且這些個將領統率三大守衛軍這麼久的時間,也並非是一點震懾力都沒有。
否則的話,今日也不會出現了這般場面。
底下的將士面面相覷,皆有些松動。
張校尉見狀,心頭不由得松了一口氣。
溫月聲行事再如何的狠辣,也不可能不在乎這麼多將士的看法。
可不等他這一口氣徹底松緩下去,他就看見了溫月聲依舊還是那個神色,坐在了烈陽之下,冷聲開口道:
“將張籍、王有為、廖邱三人,拖於全軍面前。”
她目光裡沒有任何的情緒,那一雙眼眸,在這盛陽之下,卻冷淡得如同冰石一般。
“亂棍打死。”
這四個字一出,滿場死寂。
張校尉,也就是張籍,當即愣在了原地。
他萬沒有想到,他們所有的將領報成了一團,且是已經指出了溫月聲今日所為,是為著立威和排除異己之後。
她竟是一句解釋都沒有,直接要將他們亂棍打死。
這等行為……
方才還有些意動的大軍,倏地陷入了死寂當中。
不光如此,溫月聲要打死他們,還並沒有捂嘴他們的嘴。
任由著他們幾人不斷地辯駁。
說自己從未做過任何的事情,溫月聲濫殺無辜,又哭喊著說自己是冤枉的。
然這些個話,在那主行罰的將士們,幾大軍棍砸下去了之後,全部都變成了虛無。
那張籍是個骨頭硬的,在被打算了渾身肋骨,連爬都爬不起來,剩下了幾口氣苟延殘喘時,依舊還在低聲開口道:
“末將冤枉。”
他的力氣已經支撐不住他說出更多的話,隻能夠重復著這四個字。
此刻已然是滿場寂靜,碩大的校場,站立著近兩萬人,卻無人敢出聲。
溫月聲面色平靜,手中還捻著一串紅玉佛珠。
那一串佛珠的顏色映照在了所有人的瞳孔中,透出一種血樣的紅。
溫月聲居高臨下地俯視著他:“你是說,你靠克扣軍餉而換回的榮華富貴冤枉,還是因打算舉發你貪墨軍餉,而被你活生生打死的將士冤枉?”

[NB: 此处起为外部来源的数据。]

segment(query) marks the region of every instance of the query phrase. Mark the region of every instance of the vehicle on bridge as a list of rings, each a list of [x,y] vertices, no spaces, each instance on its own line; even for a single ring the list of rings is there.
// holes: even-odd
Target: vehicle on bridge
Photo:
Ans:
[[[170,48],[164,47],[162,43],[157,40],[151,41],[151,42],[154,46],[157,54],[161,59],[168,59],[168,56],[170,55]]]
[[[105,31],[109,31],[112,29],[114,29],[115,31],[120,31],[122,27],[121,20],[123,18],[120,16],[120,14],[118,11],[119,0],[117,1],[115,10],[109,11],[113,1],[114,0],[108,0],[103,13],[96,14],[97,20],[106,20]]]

“是你香車美人冤枉,還是那因家中家眷生得如花似玉,就被你酒醉之後玷汙,逼得其一家四口自缢身亡的將士冤枉?”
整個校場內,一片哗然。
她所說的人,沒有指名道姓,可同屬於城東校場,將士們即便是不知曉內情,卻也聽過這些事。
但是他們從不知道,這些惡事,皆是他們信賴的頂頭上司,是這位張嘴就是軍功,閉口就是軍規的張校尉所為。
可還遠不止於如此。
“來,你告訴一下所有人,你用底下將士上供的銀兩做了些什麼?”溫月聲抬手,指了下另一人。
那人已經被打得幾乎斷氣,此刻是連一個完整的句子都難以說出口。
“說!”章玉麟已經是面色鐵青,聞言不需要溫月聲吩咐,直接一把攥住了那個將領的頭發。
劇痛之下,那將領忍受不住,聲音尖利地道:“末將、末將隻是買了些孩童……”
滿場死寂。
有些家中已有孩童的將士,幾乎是瞬間反應了過來,當下又驚又怒。
“這等狂徒,此前他還問過我家幺女之事!”
“我家中無兒女,但王校尉不止一次曾暗示過我,說我這些年在軍中無任何的精進,皆是銀子沒有使到位。”
“畜生!”
有這三人的前車之鑑,那些被羈押的將領,一個個的皆是變了神色。
“打死。”溫月聲在喧鬧聲中,抬步上了高臺,冷聲吩咐道。